The latest book I'll recommend is Charles Sykes's A Nation of Victims. Sykes, a think tank analyst and a radio show host, made an important contribution to public discourse when he published this important book in 1992. The essential point of the book is this: as a nation, America no longer concerns itself with character. Instead, we narcissistically focus on our inflated victimization, being led to this point by self-serving, self-focused psychology. The thesis is strong, well-executed, and the book is a must-read. You will come away from it realizing that you have imbibed far more from secular psychology and the victimization culture than you thought you had.

I can see this trend in my own life.
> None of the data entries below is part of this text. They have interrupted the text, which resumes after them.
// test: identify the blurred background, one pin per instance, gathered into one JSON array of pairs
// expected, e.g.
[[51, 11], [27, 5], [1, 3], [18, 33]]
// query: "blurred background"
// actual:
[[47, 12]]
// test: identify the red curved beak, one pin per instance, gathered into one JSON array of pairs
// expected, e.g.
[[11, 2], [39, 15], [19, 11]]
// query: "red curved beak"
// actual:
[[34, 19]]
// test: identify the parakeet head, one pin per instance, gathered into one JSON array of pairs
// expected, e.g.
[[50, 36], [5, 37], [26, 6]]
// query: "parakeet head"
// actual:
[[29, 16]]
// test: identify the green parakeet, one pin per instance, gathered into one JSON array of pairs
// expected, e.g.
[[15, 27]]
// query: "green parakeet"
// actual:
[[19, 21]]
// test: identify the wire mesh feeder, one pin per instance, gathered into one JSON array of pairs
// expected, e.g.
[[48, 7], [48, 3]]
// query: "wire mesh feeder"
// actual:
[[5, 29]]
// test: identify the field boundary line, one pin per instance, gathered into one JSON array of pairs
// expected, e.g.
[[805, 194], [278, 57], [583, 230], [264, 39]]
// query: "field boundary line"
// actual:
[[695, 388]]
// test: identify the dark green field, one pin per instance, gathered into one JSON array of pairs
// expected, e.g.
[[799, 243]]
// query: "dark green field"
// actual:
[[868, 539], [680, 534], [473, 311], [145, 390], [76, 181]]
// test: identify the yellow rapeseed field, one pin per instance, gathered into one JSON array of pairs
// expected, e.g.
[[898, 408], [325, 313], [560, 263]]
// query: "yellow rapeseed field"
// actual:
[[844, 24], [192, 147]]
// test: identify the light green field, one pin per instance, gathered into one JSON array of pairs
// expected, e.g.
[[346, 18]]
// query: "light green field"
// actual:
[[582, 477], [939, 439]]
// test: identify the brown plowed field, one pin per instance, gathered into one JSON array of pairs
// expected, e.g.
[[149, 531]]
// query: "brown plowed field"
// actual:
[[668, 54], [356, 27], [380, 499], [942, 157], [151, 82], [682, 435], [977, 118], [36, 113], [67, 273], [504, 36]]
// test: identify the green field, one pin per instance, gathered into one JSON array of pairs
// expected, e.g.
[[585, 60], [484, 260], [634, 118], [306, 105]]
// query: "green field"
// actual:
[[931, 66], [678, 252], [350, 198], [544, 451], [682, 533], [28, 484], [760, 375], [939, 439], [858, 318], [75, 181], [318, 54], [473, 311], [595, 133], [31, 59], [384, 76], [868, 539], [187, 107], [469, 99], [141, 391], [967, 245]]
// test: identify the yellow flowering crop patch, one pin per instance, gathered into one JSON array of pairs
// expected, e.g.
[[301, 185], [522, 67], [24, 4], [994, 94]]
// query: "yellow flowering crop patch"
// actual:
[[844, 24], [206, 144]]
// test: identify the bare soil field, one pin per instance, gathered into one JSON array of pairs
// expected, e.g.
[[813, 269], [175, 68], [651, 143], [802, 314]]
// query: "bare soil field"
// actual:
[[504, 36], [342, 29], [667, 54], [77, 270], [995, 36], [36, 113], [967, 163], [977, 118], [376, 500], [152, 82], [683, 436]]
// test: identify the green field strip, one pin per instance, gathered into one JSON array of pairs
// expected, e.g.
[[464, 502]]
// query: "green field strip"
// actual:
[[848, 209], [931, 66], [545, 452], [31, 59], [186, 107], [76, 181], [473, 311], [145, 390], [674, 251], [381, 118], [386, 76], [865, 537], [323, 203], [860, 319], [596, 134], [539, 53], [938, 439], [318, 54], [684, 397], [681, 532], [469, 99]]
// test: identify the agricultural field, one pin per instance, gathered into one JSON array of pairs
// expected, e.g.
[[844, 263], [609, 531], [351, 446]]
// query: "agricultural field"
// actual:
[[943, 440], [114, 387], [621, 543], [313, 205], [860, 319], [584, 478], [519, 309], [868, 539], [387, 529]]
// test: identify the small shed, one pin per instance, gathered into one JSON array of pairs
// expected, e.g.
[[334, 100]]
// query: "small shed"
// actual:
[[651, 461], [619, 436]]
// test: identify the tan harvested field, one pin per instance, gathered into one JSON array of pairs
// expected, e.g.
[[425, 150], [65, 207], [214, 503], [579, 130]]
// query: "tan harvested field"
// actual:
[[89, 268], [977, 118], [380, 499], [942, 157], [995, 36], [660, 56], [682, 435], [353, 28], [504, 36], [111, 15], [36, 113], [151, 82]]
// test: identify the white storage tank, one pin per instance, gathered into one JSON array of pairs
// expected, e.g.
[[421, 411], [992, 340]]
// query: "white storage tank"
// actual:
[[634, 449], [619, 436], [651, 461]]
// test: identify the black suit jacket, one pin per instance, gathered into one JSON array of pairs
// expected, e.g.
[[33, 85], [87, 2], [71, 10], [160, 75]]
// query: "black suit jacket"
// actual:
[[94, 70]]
In the past, I've focused so much on my own personal struggles that I've made myself out to be a victim. In reality, I'm not a victim, or not much of one, really. I was unfairly passed over in sports due to my size, but that does not a lifetime of sadness and anger make. We all have hardships. They are a natural part of life and have been ever since the teeth of Adam and Eve first sank into the forbidden fruit. Everyone has some difficulty, some struggle, some hardship in their past. That doesn't make us victims. It makes us humans.

My generation and the one that has raised it are overwhelmingly narcisstic, self-focused, and dramatic. It is as if we are just dying to be stars in tragic movies of our own making. We yearn to be angry and justifiably so. We are desperate for a rebellion to join. We want so badly--so very badly--to be victimized so that we can make a public cause of our victimization. Focused on ourselves, desirous of fame and attention, and oriented to false psychology, we are like the child who, seeking an opportunity to express rage, voluntarily collapses in a heap, weeping and moaning in a fit of its own making. The hilarious thing about all this is that we don't really have much to be upset about. Some do, but most of us are relatively well cared for, happy, and able. We are the strangest of creatures: those who enjoy such peace but fairly beg for pain, if only that we might manifest it to others, and win a hearing in the effort. We need, on a societal level, a mass maturing, and Charles Sykes is here to help us.